= Fisher information metric =

In information geometry, the Fisher information metric is a particular Riemannian metric which can be defined on a smooth statistical manifold, i.e., a smooth manifold whose points are probability distributions. It can be used to calculate the distance between probability distributions.

The metric is interesting in several aspects. By Chentsov's theorem, the Fisher information metric on statistical models is the only Riemannian metric (up to rescaling) that is invariant under sufficient statistics.

It can also be understood to be the infinitesimal form of the relative entropy (i.e., the Kullback–Leibler divergence); specifically, it is the Hessian of the divergence. Alternately, it can be understood as the metric induced by the flat space Euclidean metric, after appropriate changes of variable.
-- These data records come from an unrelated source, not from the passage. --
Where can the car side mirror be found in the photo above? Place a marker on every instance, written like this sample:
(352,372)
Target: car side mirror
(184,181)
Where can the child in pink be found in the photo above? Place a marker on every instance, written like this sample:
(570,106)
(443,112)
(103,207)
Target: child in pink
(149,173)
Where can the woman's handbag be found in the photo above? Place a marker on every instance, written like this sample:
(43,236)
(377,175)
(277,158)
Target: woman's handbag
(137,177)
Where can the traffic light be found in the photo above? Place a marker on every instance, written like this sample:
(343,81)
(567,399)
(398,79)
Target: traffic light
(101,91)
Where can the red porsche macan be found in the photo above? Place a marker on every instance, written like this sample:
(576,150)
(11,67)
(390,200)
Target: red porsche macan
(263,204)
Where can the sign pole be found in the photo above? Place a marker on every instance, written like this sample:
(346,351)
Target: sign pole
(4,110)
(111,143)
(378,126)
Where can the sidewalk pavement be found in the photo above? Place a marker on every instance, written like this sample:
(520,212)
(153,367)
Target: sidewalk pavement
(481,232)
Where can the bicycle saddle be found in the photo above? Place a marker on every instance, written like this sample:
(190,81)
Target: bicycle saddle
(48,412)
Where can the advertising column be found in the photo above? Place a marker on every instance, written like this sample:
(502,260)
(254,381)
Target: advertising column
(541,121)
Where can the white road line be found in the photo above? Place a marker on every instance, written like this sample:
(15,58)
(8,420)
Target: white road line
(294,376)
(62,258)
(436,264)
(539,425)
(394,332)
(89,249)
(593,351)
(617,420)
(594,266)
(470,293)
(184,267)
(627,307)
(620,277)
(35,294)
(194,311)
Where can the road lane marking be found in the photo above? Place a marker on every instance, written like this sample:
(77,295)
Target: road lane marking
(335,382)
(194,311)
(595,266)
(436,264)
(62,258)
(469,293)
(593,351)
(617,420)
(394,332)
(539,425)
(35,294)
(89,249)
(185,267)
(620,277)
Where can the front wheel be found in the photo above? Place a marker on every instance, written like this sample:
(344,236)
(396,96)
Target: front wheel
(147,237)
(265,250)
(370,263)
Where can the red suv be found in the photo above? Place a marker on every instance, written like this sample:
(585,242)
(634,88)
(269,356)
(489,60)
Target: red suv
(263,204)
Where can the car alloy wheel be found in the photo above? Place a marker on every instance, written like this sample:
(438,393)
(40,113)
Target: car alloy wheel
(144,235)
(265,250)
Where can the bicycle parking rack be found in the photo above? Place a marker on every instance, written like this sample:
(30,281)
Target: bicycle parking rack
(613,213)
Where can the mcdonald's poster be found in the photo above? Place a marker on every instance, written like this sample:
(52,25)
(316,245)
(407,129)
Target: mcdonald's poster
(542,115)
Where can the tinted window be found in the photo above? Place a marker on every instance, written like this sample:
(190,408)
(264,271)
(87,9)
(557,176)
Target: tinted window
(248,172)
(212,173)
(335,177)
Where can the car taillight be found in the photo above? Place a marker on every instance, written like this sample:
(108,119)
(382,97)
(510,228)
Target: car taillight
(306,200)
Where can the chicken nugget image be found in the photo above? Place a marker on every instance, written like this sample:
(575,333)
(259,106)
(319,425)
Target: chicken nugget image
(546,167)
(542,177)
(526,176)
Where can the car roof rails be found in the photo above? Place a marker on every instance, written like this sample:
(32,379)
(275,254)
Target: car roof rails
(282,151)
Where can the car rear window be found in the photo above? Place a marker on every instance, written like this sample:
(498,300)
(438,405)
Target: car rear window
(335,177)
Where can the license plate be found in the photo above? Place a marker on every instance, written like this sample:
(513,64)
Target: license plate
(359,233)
When pulled back to a complex projective Hilbert space, it becomes the Fubini–Study metric; when written in terms of mixed states, it is the quantum Bures metric.

Considered purely as a matrix, it is known as the Fisher information matrix. Considered as a measurement technique, where it is used to estimate hidden parameters in terms of observed random variables, it is known as the observed information.

==Definition==
Given a statistical manifold with coordinates $\theta=(\theta_1, \theta_2, \ldots, \theta_n)$, one writes $p(x \mid \theta)$ for the likelihood, that is the probability density of x as a function of $\theta$. Here $x$ is drawn from the value space R for a (discrete or continuous) random variable X. The likelihood is normalized over $x$ but not $\theta$:
$\int_R p(x \mid \theta) \,dx = 1.$

The Fisher information metric then takes the form:

 $g_{jk}(\theta)
=
- \int_R
 \frac{\partial^2 \log p(x \mid \theta)}{\partial \theta_j \,\partial \theta_k}
 p(x \mid \theta) \, dx = \mathbb E_{x\sim p(x|\theta)}\left[-\frac{\partial^2 \log p(x \mid \theta)}{\partial \theta_j \,\partial \theta_k}\right]
.$

The integral is performed over all values x in R. The variable $\theta$ is now a coordinate on a Riemann manifold. The labels j and k index the local coordinate axes on the manifold.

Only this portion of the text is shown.